ずるり、と。田中のズボンが下ろされた。そして――。
「た――田中がノーパンだああああああああっ!」
日向創の絶叫が、コテージ内に響き渡った。
「うわっ、ああぁあっ! 嘘だろっ、田中がノーパンなんて! 嘘だどんどこどん!」
「す――凄いです! ご立派様です! 田中さんのご立派様は、とてもご立派様ですね!」
何がそんなに悲しいのか判らないが、日向は号泣しながら床を転げ回り、左右田は田中のご立派様を見て、訳の判らない賞賛を田中のご立派様に浴びせている。
田中は無言で泣き、そして思った。
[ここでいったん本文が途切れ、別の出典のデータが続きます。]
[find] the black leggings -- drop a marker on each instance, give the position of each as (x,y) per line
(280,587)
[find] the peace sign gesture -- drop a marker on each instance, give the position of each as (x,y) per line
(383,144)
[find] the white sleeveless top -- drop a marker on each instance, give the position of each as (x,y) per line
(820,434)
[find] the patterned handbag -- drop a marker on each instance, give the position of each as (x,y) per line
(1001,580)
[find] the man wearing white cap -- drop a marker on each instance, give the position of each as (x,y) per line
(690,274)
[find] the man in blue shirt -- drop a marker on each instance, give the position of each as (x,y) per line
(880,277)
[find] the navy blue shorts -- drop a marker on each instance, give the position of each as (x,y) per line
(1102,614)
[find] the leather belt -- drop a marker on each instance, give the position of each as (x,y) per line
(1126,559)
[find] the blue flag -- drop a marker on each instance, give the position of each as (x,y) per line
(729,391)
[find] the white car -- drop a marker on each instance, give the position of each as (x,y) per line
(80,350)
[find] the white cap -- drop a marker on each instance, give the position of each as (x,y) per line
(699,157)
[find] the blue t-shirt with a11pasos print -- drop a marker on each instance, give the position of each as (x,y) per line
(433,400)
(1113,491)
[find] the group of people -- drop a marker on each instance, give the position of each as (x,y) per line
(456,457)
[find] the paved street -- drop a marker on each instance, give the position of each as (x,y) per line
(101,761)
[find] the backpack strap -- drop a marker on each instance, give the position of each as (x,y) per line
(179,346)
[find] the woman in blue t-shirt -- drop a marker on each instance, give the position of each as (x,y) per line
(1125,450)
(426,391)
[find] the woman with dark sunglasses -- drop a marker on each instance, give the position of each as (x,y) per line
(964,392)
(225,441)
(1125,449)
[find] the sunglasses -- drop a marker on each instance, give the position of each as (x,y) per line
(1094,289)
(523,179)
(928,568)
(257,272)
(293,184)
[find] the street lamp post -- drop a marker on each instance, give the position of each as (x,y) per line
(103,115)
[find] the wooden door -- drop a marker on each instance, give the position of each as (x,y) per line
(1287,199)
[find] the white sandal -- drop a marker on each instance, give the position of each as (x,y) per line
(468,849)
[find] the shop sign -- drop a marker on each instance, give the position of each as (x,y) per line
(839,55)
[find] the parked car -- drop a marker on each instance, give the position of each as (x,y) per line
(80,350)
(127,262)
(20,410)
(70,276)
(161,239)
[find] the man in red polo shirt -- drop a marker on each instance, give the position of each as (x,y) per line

死にたいと。
命を重んじる彼が、初めて死にたいと思ったのである。
それほどまでに、日向と左右田の行動が、彼を打ちのめしたのだ。
「――だ、大丈夫? 田中君っ」
田中が軽く絶望状態に陥っていると、狛枝が鼻水を啜りながら田中に話し掛けてきた。
「ぼ、僕なんかのハンカチでごめんね」
そう言って狛枝は、田中の涙をハンカチで優しく拭った。
天使だ――と思った田中は、やはり酒の所為で、何処かがいかれてしまっていたのだろう。反射的に田中は、狛枝を抱き締めていたのだから。
「へ、へっ? たっ、田中君っ?」
「狛枝、貴様は俺様の魂の伴侶に相応しい」
「た、魂の伴侶? よく判らないけど――あ、ありがとう」
困惑する狛枝を余所に、田中は狛枝をぎゅっと抱き締めていた――下半身丸出しで。
しかし、悲しい哉。まともな人間が居ないこの空間で、誰もそれを突っ込んではくれなかった。
その所為で、悲劇が起こるとも知らずに――。
「――日向さん、どうなされたのですか!」
ばんっと、コテージの扉が開かれた。果して其処には――ソニアと、女性陣達が居た。
先程の日向の絶叫を耳にし、飛んできてしまったのだ。
そう、飛んできて、しまったのだ。
この――混沌とした空間を、見てしまったのだ。
全裸で床に転がっている、気絶した花村。
部屋の隅っこで、三角座りをして泣いている十神。
俺のペコまじで天使と言って、身悶えている九頭龍。
先程の惨劇を肴に、淫れ雪月花を呷って豪快に笑っている弐大。
酔い潰れたのか、すやすやと気持ち良さそうに眠っている日向。
そんな日向に膝枕をして、よしよしと頭を撫でている左右田。
田中に抱き締められて、おろおろしている狛枝。
そして――下半身丸出しで、狛枝を抱き締めている田中。
一瞬空気が凍り付き、そして――。
「――っきゃああああああああ!」
女性陣の甲高い悲鳴が、南国の島に響き渡った。
その後、淫れ雪月花は危険物として扱われ、飲むことを禁止された。